Florida has the most detailed and by far the most accurate data on Stand Your Ground Laws, compiled by the Tampa Bay Times. Blacks make up 16.7 percent of Florida’s population, but they account for 34 percent of defendants who invoke this defense. Black defendants who invoke this statute are acquitted 4 percentage points more frequently than whites who do so.

The Times collected all 119 cases in which people charged with murder relied on Stand Your Ground, from the first cases in 2006 to Oct. 1, 2014. Those claiming racism point out: While 67 percent of those who killed a black person faced no penalty, that is true of only 57 percent of those who killed a white person.

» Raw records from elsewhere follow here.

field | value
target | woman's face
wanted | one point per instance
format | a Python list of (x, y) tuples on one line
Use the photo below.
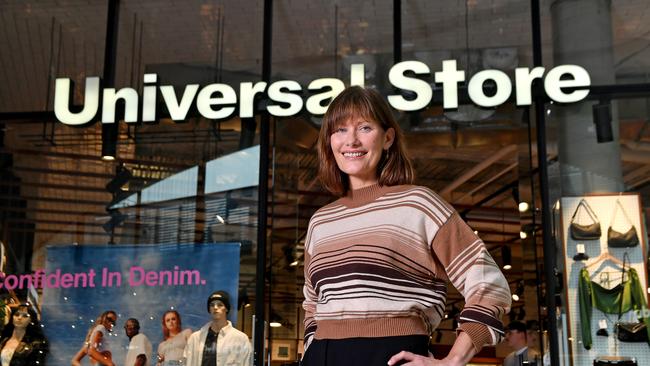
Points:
[(357, 146), (171, 321), (109, 321), (21, 318)]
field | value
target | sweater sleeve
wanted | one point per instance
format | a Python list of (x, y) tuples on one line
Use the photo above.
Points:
[(473, 272), (584, 301), (309, 304)]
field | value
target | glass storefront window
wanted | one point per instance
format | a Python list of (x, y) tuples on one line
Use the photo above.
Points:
[(174, 216)]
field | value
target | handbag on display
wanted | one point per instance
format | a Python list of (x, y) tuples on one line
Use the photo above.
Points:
[(585, 232), (631, 332), (622, 240), (615, 361)]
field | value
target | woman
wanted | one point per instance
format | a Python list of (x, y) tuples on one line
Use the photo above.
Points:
[(97, 343), (22, 342), (170, 350), (377, 259)]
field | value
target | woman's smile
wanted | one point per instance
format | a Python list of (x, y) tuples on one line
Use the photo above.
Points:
[(358, 146)]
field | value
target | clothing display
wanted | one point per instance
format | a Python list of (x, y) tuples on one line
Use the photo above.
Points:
[(233, 347), (172, 348), (377, 262), (617, 239), (517, 358), (624, 297), (139, 344), (585, 232)]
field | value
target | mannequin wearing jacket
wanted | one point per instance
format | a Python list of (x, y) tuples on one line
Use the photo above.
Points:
[(218, 343)]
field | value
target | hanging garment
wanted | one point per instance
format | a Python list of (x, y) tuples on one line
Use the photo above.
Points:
[(626, 296)]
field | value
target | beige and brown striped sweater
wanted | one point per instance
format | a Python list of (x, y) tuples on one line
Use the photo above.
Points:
[(377, 263)]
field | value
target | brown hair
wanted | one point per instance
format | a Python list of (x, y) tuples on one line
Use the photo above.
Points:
[(395, 168), (178, 324)]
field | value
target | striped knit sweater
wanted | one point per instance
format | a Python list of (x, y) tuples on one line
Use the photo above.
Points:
[(377, 263)]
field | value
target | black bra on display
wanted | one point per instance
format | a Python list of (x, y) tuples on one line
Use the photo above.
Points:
[(585, 232)]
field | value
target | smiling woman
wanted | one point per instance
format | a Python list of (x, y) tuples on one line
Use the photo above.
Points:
[(377, 259), (22, 342)]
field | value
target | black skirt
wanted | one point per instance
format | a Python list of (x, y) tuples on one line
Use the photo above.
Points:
[(362, 351)]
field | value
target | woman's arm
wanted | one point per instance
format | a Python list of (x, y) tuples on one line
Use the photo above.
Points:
[(76, 360), (461, 353)]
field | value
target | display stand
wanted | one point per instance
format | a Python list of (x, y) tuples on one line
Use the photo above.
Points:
[(602, 269)]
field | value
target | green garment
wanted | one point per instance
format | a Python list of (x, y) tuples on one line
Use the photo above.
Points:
[(591, 294)]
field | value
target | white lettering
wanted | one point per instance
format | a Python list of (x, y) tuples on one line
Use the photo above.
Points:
[(220, 101), (553, 85), (149, 98), (421, 88), (503, 88), (357, 75), (62, 100), (247, 93), (315, 102), (276, 94), (178, 111), (524, 80), (449, 77), (130, 97)]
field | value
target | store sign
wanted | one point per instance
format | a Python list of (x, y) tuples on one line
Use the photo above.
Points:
[(221, 101)]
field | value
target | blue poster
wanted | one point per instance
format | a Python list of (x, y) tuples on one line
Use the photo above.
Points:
[(136, 281)]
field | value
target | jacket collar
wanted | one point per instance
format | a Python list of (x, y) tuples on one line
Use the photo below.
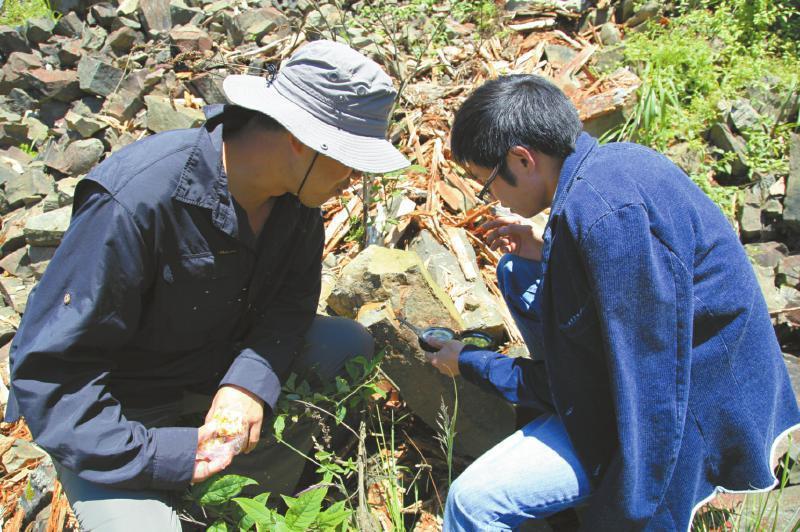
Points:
[(584, 145), (203, 181)]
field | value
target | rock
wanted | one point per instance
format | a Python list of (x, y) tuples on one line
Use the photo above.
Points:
[(791, 203), (190, 39), (47, 229), (183, 15), (40, 29), (85, 126), (251, 25), (29, 188), (789, 271), (122, 40), (559, 55), (78, 158), (768, 254), (484, 419), (20, 454), (380, 274), (722, 137), (477, 307), (97, 77), (94, 37), (12, 41), (70, 25), (208, 86), (743, 118), (690, 158), (20, 101), (608, 110), (104, 14), (70, 53), (161, 116), (61, 85), (645, 13), (610, 34), (123, 105), (39, 490), (750, 216), (156, 17)]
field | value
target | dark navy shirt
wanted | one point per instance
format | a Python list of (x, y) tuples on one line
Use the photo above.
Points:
[(159, 286), (659, 353)]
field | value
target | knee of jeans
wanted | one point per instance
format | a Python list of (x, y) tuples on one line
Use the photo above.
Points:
[(467, 500)]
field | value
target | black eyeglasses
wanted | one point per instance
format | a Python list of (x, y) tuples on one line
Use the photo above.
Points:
[(489, 181)]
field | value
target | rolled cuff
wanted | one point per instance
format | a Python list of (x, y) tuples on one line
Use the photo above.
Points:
[(251, 372), (176, 448)]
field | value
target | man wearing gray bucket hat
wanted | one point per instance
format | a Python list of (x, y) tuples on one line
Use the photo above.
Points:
[(188, 283)]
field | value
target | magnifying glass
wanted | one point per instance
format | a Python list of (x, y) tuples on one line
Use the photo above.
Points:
[(443, 334)]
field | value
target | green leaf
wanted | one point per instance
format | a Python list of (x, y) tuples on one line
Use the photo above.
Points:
[(260, 514), (218, 526), (247, 522), (303, 511), (278, 425), (219, 490), (333, 516)]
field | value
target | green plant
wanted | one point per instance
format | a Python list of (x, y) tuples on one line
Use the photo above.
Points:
[(446, 434), (16, 12)]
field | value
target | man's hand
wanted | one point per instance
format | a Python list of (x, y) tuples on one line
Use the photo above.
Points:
[(230, 397), (446, 359), (513, 234), (204, 468)]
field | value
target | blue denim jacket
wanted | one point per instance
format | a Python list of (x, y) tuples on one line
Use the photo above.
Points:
[(659, 352), (159, 286)]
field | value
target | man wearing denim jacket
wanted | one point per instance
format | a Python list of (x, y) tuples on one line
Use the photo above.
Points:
[(658, 364), (188, 281)]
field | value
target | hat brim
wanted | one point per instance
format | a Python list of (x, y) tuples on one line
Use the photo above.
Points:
[(366, 154)]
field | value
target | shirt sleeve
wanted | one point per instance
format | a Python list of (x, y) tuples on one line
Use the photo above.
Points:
[(278, 334), (520, 380), (86, 306), (643, 295)]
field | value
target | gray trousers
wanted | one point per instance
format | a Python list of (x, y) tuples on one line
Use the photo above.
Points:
[(329, 344)]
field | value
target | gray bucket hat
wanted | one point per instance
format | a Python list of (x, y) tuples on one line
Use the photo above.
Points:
[(333, 99)]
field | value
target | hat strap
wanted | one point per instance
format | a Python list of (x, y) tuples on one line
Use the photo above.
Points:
[(310, 166)]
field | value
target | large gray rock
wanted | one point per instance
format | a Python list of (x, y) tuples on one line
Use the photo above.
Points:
[(47, 229), (61, 85), (477, 307), (791, 203), (156, 17), (98, 77), (162, 116), (722, 137), (78, 158), (483, 419), (12, 41), (251, 25)]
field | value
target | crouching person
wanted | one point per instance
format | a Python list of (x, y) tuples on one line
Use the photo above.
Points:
[(661, 373), (189, 278)]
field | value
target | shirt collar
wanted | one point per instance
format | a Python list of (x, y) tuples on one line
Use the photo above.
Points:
[(203, 181)]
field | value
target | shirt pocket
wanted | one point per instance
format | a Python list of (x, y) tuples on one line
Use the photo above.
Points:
[(200, 299)]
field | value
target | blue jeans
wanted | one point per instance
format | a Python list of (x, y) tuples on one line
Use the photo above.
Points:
[(534, 472)]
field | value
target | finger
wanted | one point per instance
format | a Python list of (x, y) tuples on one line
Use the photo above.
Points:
[(255, 434)]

But this misses the fact that blacks are overwhelmingly killed by other blacks. In most cases, people acquitted of killing a black person in self-defense were black themselves. About 64 percent of blacks raising the Stand Your Ground defense were acquitted, compared with 60 percent of whites.

So does that mean that white defendants are discriminated against? That isn’t true, either.

The data also show that compared with whites, blacks killed in these cases were 26 percentage points more likely to be armed with a gun and 25 percentage points more likely to be committing a crime. These data suggest that many black attackers did pose a mortal threat.

In 2012, Minnesota Gov. Mark Dayton vetoed a Stand Your Ground bill because he claimed that it would endanger the lives of police officers. But officers are protected in two ways in both that earlier bill and this one. To use justifiable, deadly force against anyone, a “reasonable” person must believe that someone is about to commit a serious violent crime against him or her. In addition, if you know that the person is a police officer, under no circumstances are you allowed to use deadly force against an officer who is acting lawfully.

My research looked at all states that have enacted Stand Your Ground between 1977 and 2012, either through legislation or through court decisions. I consistently found subsequent drops in murder, rape, robbery and aggravated assault rates. On average, murder rates fell by about 1.5 percent annually during the first 10 years that the law was in effect.

Restricting self-defense harms the most vulnerable members of society. It compromises the safety of poor blacks who live in high-crime, urban areas. It also endangers physically weaker individuals. As police know all too well, they simply can’t be there all the time to save people. We ought to have laws that show more compassion for the plight of people in these harrowing situations.

John R. Lott Jr. is the president of the Crime Prevention Research Center. He will be testifying before the Minnesota House Committee on Public Safety and Security Policy on the Stand Your Ground bill.

The Minneapolis Star Tribune had this letter to the editor responding to Dr. Lott’s piece.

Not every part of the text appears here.